E’ grosso modo quello che ha detto Alexis Tzipras, leader di Syriza, a
proposito del memorandum capestro imposto alla Grecia. E’ quello che
dovrebbe dire un Presidente del Consiglio eletto da un cartello delle
sinistre in Italia. Purtroppo siamo dentro tutt’altra scena. Qualche
giorno fa Enrico Letta era a Londra presso l’ambasciata italiana che,
per l’occasione, riuniva il Gotha della City: presidenti delle grandi
banche di Wall Street, gestori dei grandi fondi d’investimento ecc. Le
cronache raccontano (vedi la Repubblica del 19 luglio scorso) che
un investitore ha alzato la mano e ha avanzato provocatoriamente la
seguente domanda: quand’è che vi arrendete all’evidenza, ristrutturate
il debito o applicate una patrimoniale? Risposta pronta di Letta:
nessuna ristrutturazione del debito e nessuna patrimoniale. A settembre o
ottobre – ha aggiunto – “lanceremo un piano di privatizzazioni” ed esso
riguarderà “anche le imprese pubbliche quotate in Borsa”. Era
precisamente ciò che quel pezzo ragguardevole di capitale transnazionale
voleva sentire da un capo del governo italiano ligio allo status quo
e ai “poteri forti”: Eni, Enel, Finmeccanica, municipalizzate; ma anche
(perché no?) patrimonio paesaggistico e artistico (in Italia è
concentrato il 60% di tutti i beni artistici e archeologici
dell’umanità). Tutto ciò fa gola al capitale globale, soprattutto se
messo a disposizione a prezzi di saldo dalle urgenze della crisi. E’
dunque questo il piatto forte che si sta preparando per il nostro Paese,
dopo l’antipasto già consumato dalle multinazionali francesi del lusso,
venute da Oltralpe a fare shopping (col tricolore bianco rosso e blu
che sventola su Bulgari, Gucci, Fendi, Bottega Veneta, Pucci, Acqua di
Parma; e ora anche su Cova, storica pasticceria di via Montenapoleone).

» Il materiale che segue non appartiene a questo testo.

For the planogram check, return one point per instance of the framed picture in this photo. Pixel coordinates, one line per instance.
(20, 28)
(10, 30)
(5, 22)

Eppure questo impresentabile centro-sinistra dovrebbe trarre
insegnamento dalle esperienze passate: non è vero che privatizzando si
risolve la questione del debito pubblico; è vero piuttosto che il debito
pubblico è usato come cuneo per favorire operazioni a tutto vantaggio
del profitto privato. Le grandi privatizzazioni degli anni 90 hanno
aggravato i problemi del Paese: smantellando settori produttivi di
eccellenza, indebolendo la capacità del settore pubblico di orientare le
politiche industriali con investimenti ad alta intensità tecnologica e
ad alta produttività. C’è da sorprendersi se i nostri ricercatori,
vincitori di fondi europei per progetti di ricerca, scelgono l’estero e
non l’Italia? Come si sa, a pensar male si fa peccato, ma spesso ci si
azzecca. Nel giugno del ’93 Carlo Azeglio Ciampi, proseguendo la
svendita del patrimonio pubblico iniziata con il suo predecessore
Giuliano Amato, nomina un Comitato di consulenza per le privatizzazioni.
A presiederlo c’è un certo Mario Draghi, uomo di Goldman Sachs. Oggi
presidente della Bce: a volte ritornano…
In tutta questa orribile storia, brilla un’assente: una sinistra
unita, che si proponga di costruire veri e consistenti argini a tale
deriva. Perché non cominciamo a unire i comunisti?